Bartholomeus van der Helst
Helst Self-portrait.jpg
Self-portrait with a palette and a miniature of Princess Mary Henrietta of Orange (c. 1667), Muzeum Narodowe, Warsaw
Born 1613
Haarlem
Died 1670 (buried 16 December)
Amsterdam
Nationality Dutch
Known for Portrait painting
Notable work Banquet of the Amsterdam Civic Guard in Celebration of the Peace of Münster

Bartholomeus van der Helst (1613 – buried 16 December 1670) was a Dutch Golden Age portrait painter.

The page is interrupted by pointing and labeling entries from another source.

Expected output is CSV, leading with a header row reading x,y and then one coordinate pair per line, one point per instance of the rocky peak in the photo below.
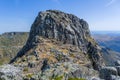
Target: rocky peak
x,y
60,26
65,28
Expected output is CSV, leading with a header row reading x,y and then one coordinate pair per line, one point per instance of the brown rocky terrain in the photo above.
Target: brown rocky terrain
x,y
59,47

Born in Haarlem, the son of a Haarlem innkeeper, Van der Helst moved to Amsterdam some time before 1636, for in that year he married there Anna du Pire, of a prosperous family from Southern Netherlands. His first dated picture, a group portrait of the regents of the Walloon Orphanage (currently the location of Maison Descartes in Amsterdam), dates from 1637. It is unknown from whom he learned to paint, but in Haarlem he must have at least known the work of Frans Hals, who like him, never traveled to Italy and specialized in portraiture. Hals refused even to travel to Amsterdam to paint the lucrative schuttersstukken, and a few years after the trekschuit made commuting to Amsterdam possible in 1632 he attempted this in 1636 with the De Magere Compagnie, but gave it up and let Pieter Codde finish it. As the son of an innkeeper with ever-increasing trekschuit patrons, van der Helst would have seen immediately the importance of this and the relative value of Amsterdam above Haarlem. In any case, he moved to Amsterdam and in 1639 he won his own schutterstuk commission, The company of Captain Roelof Bicker and Lieutenant Jan Michielsz Blaeuw. In Amsterdam he may well have trained with Nicolaes Eliaszoon Pickenoy.

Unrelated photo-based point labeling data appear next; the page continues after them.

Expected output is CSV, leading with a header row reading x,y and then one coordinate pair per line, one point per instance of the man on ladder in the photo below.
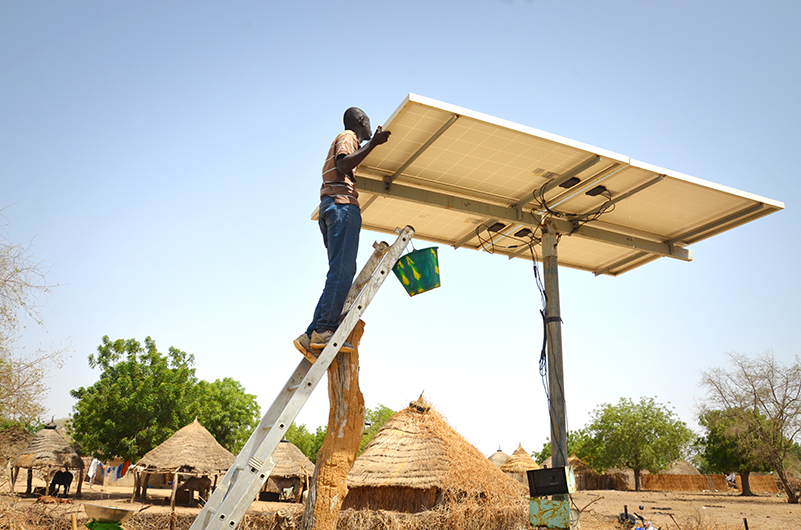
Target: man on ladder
x,y
340,222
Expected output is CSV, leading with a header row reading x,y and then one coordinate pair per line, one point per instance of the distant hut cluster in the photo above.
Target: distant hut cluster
x,y
290,476
189,458
418,462
518,464
49,453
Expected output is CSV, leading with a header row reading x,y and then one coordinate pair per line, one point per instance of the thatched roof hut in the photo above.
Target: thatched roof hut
x,y
498,457
518,463
292,471
49,452
191,450
417,461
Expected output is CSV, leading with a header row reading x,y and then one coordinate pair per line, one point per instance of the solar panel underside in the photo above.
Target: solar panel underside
x,y
453,173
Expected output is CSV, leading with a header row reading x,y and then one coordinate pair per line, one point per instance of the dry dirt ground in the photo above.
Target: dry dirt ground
x,y
599,509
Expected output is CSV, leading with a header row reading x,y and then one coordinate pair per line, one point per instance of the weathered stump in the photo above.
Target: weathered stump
x,y
341,444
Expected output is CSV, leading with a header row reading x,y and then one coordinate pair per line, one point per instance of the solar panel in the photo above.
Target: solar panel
x,y
453,174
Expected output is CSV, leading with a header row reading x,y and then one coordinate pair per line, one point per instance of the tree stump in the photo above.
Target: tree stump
x,y
341,444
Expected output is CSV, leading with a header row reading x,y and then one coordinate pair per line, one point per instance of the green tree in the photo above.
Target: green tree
x,y
374,419
308,443
140,400
226,411
640,436
729,446
768,393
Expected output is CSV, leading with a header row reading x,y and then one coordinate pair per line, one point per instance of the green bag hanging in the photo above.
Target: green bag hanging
x,y
418,271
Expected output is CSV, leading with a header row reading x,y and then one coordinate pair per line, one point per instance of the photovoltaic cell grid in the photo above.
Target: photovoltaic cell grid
x,y
451,173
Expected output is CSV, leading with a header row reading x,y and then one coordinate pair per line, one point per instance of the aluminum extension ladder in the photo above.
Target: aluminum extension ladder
x,y
253,465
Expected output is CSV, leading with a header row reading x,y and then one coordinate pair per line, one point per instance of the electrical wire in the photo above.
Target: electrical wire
x,y
489,244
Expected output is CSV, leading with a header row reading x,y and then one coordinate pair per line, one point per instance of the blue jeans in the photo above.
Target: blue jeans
x,y
340,225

In Amsterdam Van der Helst was a contemporary of Rembrandt. He soon became the most popular painter of portraits in that city, his flattering portrayals in the style of Anthony van Dyck being more immediately appealing than Rembrandt's dark and introspective later work. Some of Rembrandt's pupils, including Ferdinand Bol and Govaert Flinck, adopted Van Helst's style instead of their master's.